Using integrated approaches to environmental infrastructure in informal settlements


  • Integrating management of sanitary facilities in unplanned or peri-urban communities

Context

This strategy features in the framework of Agenda 21 as formulated at UNCED (Rio de Janeiro, 1992), now coordinated by the United Nations Commission on Sustainable Development and implemented through national and local authorities.

Agenda 21 recommends that developing countries should be assisted at national and local levels in adopting an integrated approach to the provision of water supply, energy, sanitation, drainage and solid waste management; and that external funding agencies should ensure that this approach is applied in particular to environmental infrastructure improvement in informal settlements based on regulations and standards that take into account the living conditions and resources of the communities to be served.

Implementation

The UN Centre for Human Settlements (Habitat) together with the UN Environment Programme (UNEP) launched in 1996 the Multi-agency programme for integrated water resources management in peri-urban areas. The programme attempts to draw attention to the plight of the 30 to 60 percent of urban populations living in rapidly-expanding, poverty-stricken, unhealthy, unserviced informal settlements, with no security of tenure. These are generally located on the fringes of the formal city, close to industries providing labour for both industry and middle- and high-income residences, and responsible for the informal economy which accounts for up to 20 percent of the city economy.

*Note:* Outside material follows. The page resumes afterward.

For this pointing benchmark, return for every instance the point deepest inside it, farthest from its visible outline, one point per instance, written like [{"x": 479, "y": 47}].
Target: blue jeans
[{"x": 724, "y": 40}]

The programme seeks to promote a multi-agency collaborative approach to the provision of services and management of water resources in peri-urban areas, and to contribute to sustaining the economic vitality of these rapidly expanding areas while safeguarding their ecosystems and improving health and the quality of the living environment for low income groups. The programme themes are: protection of peri-urban water resources; equity and efficiency in water consumption between and among competing sectors (agriculture, domestic and industrial); institutional reforms and human resources development; and broad-based partnerships among public and private sectors and communities.

The Community Infrastructure Upgrading Programme of Dar es Salaam, Tanzania, was set up under the Sustainable Dar es Salaam Project (SDP). Inadequate trunk infrastructure had prevented the efficient management of the city's growth and development, resulting in approximately 75% of all housing units being developed in unplanned and unserviced settlements. A working group prepared a two point strategy of action to: (1) encourage community groups to form associations to define their priority needs, mobilize local human and financial resources, decide affordable standards of provision, seek technical advice, participate in infrastructure construction and accept management responsibilities for operations and maintenance; and (2) encourage the city, central government departments and utility companies to respond to such community participation and to form a technical support team of community development officers, planners, surveyors, civil and sanitary engineers. Through this programme, communities are contributing their ideas, energy and money for roads, water and sanitation projects.